Time: 11am, Feb. 24, Wednesday
Place: Basement classroom, Statistics Department
Speaker: Dr. Desale Habtzghi, Associate Professor of Statistics, DePaul University

Title: Nonparametric estimation of hazard rate function subject to monotonicity, convexity and other shape constraints

Abstract: In this talk, we introduce a new nonparametric method for estimation of the hazard function under shape restrictions. This is an important topic of practical utility because often in survival analysis and reliability applications one has a prior notion about the physical shape of the underlying hazard rate function. At the same time, it may not be appropriate to assume a totally parametric form for it. We adopt a nonparametric approach by assuming that the density and hazard rate have no specific parametric form with the assumption that the shape of the underlying hazard rate is known (either decreasing, increasing, concave, convex or bathtub-shaped). We present an efficient algorithm for computing the constrained estimator. The theoretical justification for the algorithm is provided. We also show how the estimation procedures can be used when dealing with right censored data. We evaluate the performance of the estimator via simulation studies. The applicability and flexibility of our method is illustrated by analyzing real data sets. In addition, our work on the following related topics will be discussed: (1) Estimation of hazard function in the presence of dependent censoring (2) Goodness of fit tests in the presence of shape restrictions on the hazard function (3) Estimation of mean residual life using shape-constrained regression.

Time: Wednesday, 10 February, 11:00
Location: Basement classroom, Department of Statistics, 2006 Sheridan Road, Evanston
Speaker: Timothy E. O'Brien, Professor, Loyola University Chicago

Title: Informative and Efficient Experimental Design Approaches in Applied Research

Abstract: Analysis of multicategory response data in which the multinomial dependent variable is linked to selected covariates includes several rival models. These models include the adjacent category (AC), baseline category logit (BCL), two variants of the continuation ratio (CR), and the proportional odds (PO). For a given set of data, the fits and predictions associated with these various models can vary quite dramatically as can the associated optimal designs (which are then used to estimate the respective model parameters).

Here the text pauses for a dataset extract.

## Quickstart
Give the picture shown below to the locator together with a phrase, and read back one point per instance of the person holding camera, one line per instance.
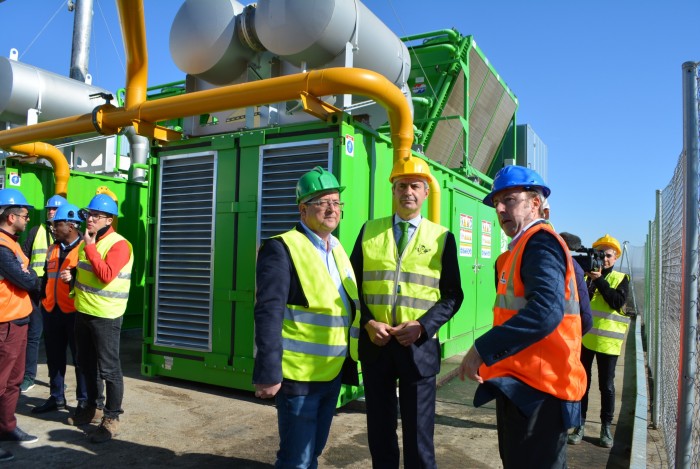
(608, 291)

Using real datasets, this talk first illustrates fits of these models to various datasets and highlights the associated optimal designs, pointing out the inadequacy of these experimental designs to detect lack-of-fit. We next introduce and illustrate a new generalized logit (GL) model which generalizes all of the above five models, and demonstrate how this GL model can be used to find “robust” optimal designs. These latter designs are thus useful for both parameter estimation and checking for goodness-of-fit. Extensions are also provided for synergy models used in bioassay. Key illustrations are provided as are appropriate software tools.

Time: Wednesday, 13 January, 11:00
Location: Basement classroom, Department of Statistics, 2006 Sheridan Road, Evanston
Speaker: Hao Zhang, Professor and Head of Statistics, Purdue University

Title: The Role of Covariances in Spatial Statistics

Abstract: Covariances play a vital role in spatial statistics because spatial data are correlated in most situations. It is well understood how covariances affect kriging (i.e., the best linear unbiased prediction). Such an understanding helps with the development of statistically and computationally efficient algorithms for estimation and prediction in spatial statistics. However, relatively little is known for cokriging in the multivariate case. In this talk, I will review some interesting and key facts that are known for kriging and present a new result for cokriging and some open problems.